Enfin, Greenpeace, ONG réputée pour ses méthodes « brusques » et assez controversées, a fait l’objet d’une plainte de la part d’Electrabel. Greenpeace avait organisé plusieurs manifestations organisées sur divers sites d’Electrabel, ils devaient en avoir sérieusement marre, et s’il y a infraction à la loi on peut toujours porter plainte. Soit. D’ailleurs, si l’on en croit les informations glanées sur le site de Greenpeace [5], les plaintes concernent notamment « dégâts aux installations de propriété », et un porte-parole d’Electrabel a déclaré à la presse que la compagnie souhaite uniquement être dédommagée de dégâts encourus. Mais Greenpeace n’a encore reçu aucune réclamation en dommages et intérêts de la part d’Electrabel. Et la plainte concerne aussi l’ « association de malfaiteurs et la menace de faits criminels » ! Entre-temps, une perquisition des locaux de Greenpeace au eu lieu en mars 2007 et jusqu’en août, 50 membres du personnel et bénévoles ont été interrogés par la police.

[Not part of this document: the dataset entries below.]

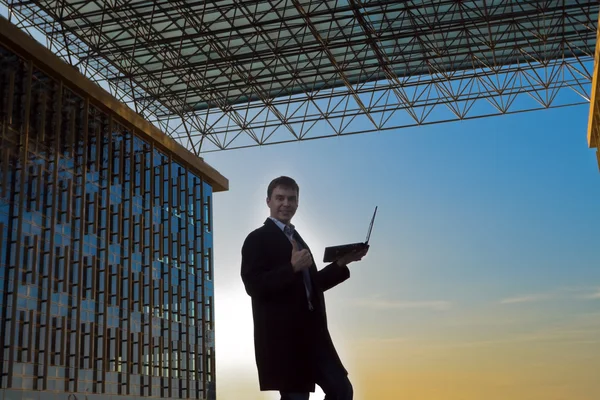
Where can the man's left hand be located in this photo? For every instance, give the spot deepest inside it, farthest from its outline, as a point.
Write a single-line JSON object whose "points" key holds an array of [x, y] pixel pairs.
{"points": [[356, 255]]}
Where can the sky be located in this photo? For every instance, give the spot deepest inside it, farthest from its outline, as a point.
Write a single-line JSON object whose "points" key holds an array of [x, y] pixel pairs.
{"points": [[482, 280]]}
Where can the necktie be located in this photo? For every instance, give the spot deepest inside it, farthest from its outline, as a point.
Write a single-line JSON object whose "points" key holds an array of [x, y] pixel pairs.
{"points": [[289, 232]]}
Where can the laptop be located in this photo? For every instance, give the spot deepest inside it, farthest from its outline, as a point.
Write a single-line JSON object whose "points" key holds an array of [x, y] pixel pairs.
{"points": [[332, 253]]}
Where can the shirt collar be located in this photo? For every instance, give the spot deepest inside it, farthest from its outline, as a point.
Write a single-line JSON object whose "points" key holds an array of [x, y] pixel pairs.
{"points": [[281, 225]]}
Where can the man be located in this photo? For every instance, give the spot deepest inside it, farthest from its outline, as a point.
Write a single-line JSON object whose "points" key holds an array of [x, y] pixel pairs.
{"points": [[293, 347]]}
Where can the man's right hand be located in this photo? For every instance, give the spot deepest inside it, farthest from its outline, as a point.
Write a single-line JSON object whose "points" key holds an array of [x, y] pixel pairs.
{"points": [[301, 259]]}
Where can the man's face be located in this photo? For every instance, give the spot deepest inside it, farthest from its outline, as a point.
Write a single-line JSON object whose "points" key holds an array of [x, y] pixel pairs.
{"points": [[283, 203]]}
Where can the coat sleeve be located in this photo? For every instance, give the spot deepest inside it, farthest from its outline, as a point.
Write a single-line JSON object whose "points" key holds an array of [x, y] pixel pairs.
{"points": [[261, 279], [332, 275]]}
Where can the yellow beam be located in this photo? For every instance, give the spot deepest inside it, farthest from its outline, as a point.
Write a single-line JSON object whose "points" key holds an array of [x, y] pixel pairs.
{"points": [[44, 59], [594, 119]]}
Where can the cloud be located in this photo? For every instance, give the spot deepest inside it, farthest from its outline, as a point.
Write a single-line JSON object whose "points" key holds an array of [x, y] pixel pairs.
{"points": [[593, 296], [527, 298], [437, 305], [573, 293]]}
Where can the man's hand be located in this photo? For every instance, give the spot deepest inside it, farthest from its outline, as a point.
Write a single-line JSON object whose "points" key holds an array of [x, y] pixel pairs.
{"points": [[301, 259], [355, 255]]}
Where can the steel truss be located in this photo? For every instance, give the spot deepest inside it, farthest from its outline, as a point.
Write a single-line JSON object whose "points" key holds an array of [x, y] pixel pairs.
{"points": [[229, 74]]}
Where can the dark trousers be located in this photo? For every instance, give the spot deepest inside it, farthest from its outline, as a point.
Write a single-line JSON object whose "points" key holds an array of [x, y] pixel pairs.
{"points": [[330, 377]]}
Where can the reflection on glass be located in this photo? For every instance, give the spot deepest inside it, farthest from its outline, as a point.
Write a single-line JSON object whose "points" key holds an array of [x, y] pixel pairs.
{"points": [[105, 249]]}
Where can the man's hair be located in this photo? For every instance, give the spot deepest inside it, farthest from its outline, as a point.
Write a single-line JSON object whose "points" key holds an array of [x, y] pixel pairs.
{"points": [[282, 181]]}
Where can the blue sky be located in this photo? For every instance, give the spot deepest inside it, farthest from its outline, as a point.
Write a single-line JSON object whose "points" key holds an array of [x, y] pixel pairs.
{"points": [[486, 229]]}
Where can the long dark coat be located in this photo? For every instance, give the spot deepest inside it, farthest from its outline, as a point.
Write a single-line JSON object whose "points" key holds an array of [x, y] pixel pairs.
{"points": [[286, 332]]}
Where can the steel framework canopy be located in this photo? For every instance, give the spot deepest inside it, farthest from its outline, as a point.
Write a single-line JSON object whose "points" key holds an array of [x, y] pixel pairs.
{"points": [[226, 74]]}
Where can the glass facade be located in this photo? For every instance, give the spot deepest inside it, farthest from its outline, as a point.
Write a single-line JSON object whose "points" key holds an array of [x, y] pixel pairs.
{"points": [[105, 251]]}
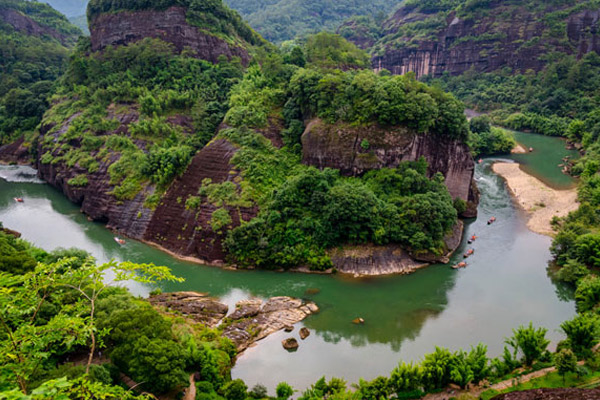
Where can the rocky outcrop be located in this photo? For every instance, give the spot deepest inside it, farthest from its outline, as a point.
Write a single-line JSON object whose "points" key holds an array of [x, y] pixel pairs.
{"points": [[129, 217], [355, 150], [552, 394], [22, 23], [170, 25], [196, 306], [15, 153], [189, 231], [251, 321], [371, 260], [508, 35]]}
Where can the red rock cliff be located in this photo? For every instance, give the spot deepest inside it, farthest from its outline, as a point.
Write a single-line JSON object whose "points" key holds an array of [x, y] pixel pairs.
{"points": [[508, 36], [170, 25], [345, 148]]}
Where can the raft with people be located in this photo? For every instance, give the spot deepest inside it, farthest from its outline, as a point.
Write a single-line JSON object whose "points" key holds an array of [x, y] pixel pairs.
{"points": [[461, 264]]}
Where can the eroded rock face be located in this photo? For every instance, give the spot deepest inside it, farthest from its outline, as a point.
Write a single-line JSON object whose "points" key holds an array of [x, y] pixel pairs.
{"points": [[15, 153], [251, 321], [121, 28], [370, 260], [22, 23], [189, 232], [339, 146], [486, 44], [275, 314], [552, 394], [129, 217], [197, 306]]}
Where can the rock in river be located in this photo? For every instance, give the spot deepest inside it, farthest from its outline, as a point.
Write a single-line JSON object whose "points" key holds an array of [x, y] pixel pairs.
{"points": [[252, 319], [290, 344], [304, 333]]}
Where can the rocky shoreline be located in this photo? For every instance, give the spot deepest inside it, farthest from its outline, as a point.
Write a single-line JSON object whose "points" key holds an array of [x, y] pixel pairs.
{"points": [[540, 201], [252, 320]]}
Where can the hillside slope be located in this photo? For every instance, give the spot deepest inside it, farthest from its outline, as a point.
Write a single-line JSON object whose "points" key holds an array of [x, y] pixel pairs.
{"points": [[34, 43], [434, 37]]}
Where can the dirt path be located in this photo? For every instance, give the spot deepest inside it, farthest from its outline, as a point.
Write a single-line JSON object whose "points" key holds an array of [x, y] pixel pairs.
{"points": [[500, 386], [190, 392], [540, 201]]}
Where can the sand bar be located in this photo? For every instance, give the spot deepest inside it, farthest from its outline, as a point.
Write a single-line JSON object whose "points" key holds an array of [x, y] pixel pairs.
{"points": [[540, 201]]}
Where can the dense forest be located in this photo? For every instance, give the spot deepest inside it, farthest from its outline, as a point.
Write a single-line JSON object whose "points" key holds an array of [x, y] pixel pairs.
{"points": [[31, 64], [66, 332]]}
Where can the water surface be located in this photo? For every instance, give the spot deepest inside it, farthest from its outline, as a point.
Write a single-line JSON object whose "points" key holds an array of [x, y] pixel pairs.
{"points": [[504, 286]]}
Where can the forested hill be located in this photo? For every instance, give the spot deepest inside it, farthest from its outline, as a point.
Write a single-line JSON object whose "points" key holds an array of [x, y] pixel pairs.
{"points": [[279, 20], [34, 42], [436, 36]]}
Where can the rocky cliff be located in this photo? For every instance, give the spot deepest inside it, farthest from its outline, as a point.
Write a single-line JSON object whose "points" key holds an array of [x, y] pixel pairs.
{"points": [[170, 25], [355, 150], [26, 25], [251, 321], [501, 34]]}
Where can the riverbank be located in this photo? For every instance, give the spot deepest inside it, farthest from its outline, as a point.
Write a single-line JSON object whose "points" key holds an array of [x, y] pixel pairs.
{"points": [[540, 201]]}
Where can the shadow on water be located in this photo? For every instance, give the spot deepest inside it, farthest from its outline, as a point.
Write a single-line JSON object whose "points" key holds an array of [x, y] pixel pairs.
{"points": [[505, 285]]}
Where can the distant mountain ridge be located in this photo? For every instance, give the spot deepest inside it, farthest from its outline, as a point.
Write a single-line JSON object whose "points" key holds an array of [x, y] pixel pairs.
{"points": [[453, 36]]}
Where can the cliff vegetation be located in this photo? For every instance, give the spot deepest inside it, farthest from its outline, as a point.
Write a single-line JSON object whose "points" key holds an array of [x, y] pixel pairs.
{"points": [[34, 49]]}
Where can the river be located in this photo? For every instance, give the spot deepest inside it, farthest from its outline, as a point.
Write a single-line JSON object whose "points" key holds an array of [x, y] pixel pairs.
{"points": [[505, 285]]}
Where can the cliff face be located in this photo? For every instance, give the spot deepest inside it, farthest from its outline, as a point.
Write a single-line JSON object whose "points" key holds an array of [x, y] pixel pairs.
{"points": [[170, 25], [188, 230], [24, 24], [128, 217], [355, 150], [506, 36]]}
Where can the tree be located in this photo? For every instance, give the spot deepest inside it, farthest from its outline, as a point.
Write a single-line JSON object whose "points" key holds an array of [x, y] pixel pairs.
{"points": [[531, 342], [26, 340], [582, 333], [565, 362], [284, 391], [406, 378], [587, 295], [436, 368], [89, 281], [235, 390]]}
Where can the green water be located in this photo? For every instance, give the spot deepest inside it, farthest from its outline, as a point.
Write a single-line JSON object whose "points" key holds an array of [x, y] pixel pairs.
{"points": [[505, 285], [543, 162]]}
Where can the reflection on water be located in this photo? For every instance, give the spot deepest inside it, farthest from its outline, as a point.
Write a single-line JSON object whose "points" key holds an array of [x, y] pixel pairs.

Malheureusement, si l’on prend la peine de s’informer par les canaux moins « audimatés » que la presse tout public, on peut en apprendre autant d’autres pays européens… actuellement il semble que ce soient surtout les militants d’(extrême) gauche, et ceux qui manifestent activement, qui soient le plus souvent concernés.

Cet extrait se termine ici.